Feeling frustrated with the lack of medical insight into her deteriorating health, Isaac reached out to a local midwife and doula duo, who upon inspecting Isaac’s records quickly noticed abnormalities and advised her to get bloodwork done. But by the time Issac went in that day in April, her platelet count had already fallen dangerously low.
It turns out, Isaac had HELLP Syndrome, a serious pregnancy complication that affects the blood and liver. And she died while giving birth to her son, Elias.
“There are several solutions to take care of this, if caught early on,” McIntyre told VICE News. “It wasn't caught early on.”
Before the novel coronavirus hit the U.S., pregnant Black women were already dying at rates three to four times higher than white women. In New York City, where Isaac was from, the disparity was even worse: Black women were dying at 8 times the rate. Overall, the U.S. had the highest amount of maternal deaths out of 10 similarly wealthy countries. And, according to the CDC, 60% of those were preventable.
But the pandemic has only exacerbated pre-existing disparities in maternal care. McIntyre says he and Isaac were already facing discrimination from doctors and switching to telehealth only amplified that. In other cases, like in more rural and low-income areas, telehealth wasn’t even an option, creating yet another obstacle for those seeking prenatal care.
“With COVID, we don't have those statistics yet, but it's super exacerbated,” said Emilie Rodriguez, a Bronx-based doula and founder of Ashe Birthing Services. “Lots of people are falling through the cracks, especially Black and Brown people.”
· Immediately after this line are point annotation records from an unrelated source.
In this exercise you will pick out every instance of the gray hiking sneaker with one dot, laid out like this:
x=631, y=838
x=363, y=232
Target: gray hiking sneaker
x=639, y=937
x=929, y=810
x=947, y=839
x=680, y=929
Many factors—like location, access to health insurance, and underlying health conditions—contribute to maternal health outcomes. But ultimately, they don’t explain the drastic difference in mortality rates between white and Black birthing people. Rodriguez, for example, has noticed that doctors often treat her Black and white clients differently.
“Black people are not believed when we experience symptoms, when we say we're in labor, when we say we know what's best for our bodies.”
“The reason is racism in the hospital setting,” she said. “When the mother or birthing person is Black in a hospital it’s a completely different experience. Black people are not believed when we experience symptoms, when we say we're in labor, when we say we know what's best for our bodies.”
At the peak of the pandemic, hospital networks also barred partners and birthing workers from accompanying mothers in labor, effectively dissolving the support systems known to improve outcomes for all birthing people and their babies. For Black birthing people, who experience discrimination during birth, having support is especially important.
“If I wasn't here today, my client would never have had the same experience, ever, especially in the hospital setting,” Rodriguez said. “Doulas are really necessary.”
Isaac and McIntyre knew that. That’s why they tried to switch her delivery from a hospital to a birthing center, where they felt they’d get more attention and support. But the workers there turned them down. They said Isaac looked to be high-risk and urged her to get checked out immediately. That’s when she finally realized her platelet count was so low.
Days later, she bled out during her c-section.
“If Amber was white, she would definitely be here,” said McIntyre, who’s been lobbying to build the first birthing center in the Bronx since Isaac’s death. “They would have paid more attention to her. They wouldn't let this happen to a white woman.”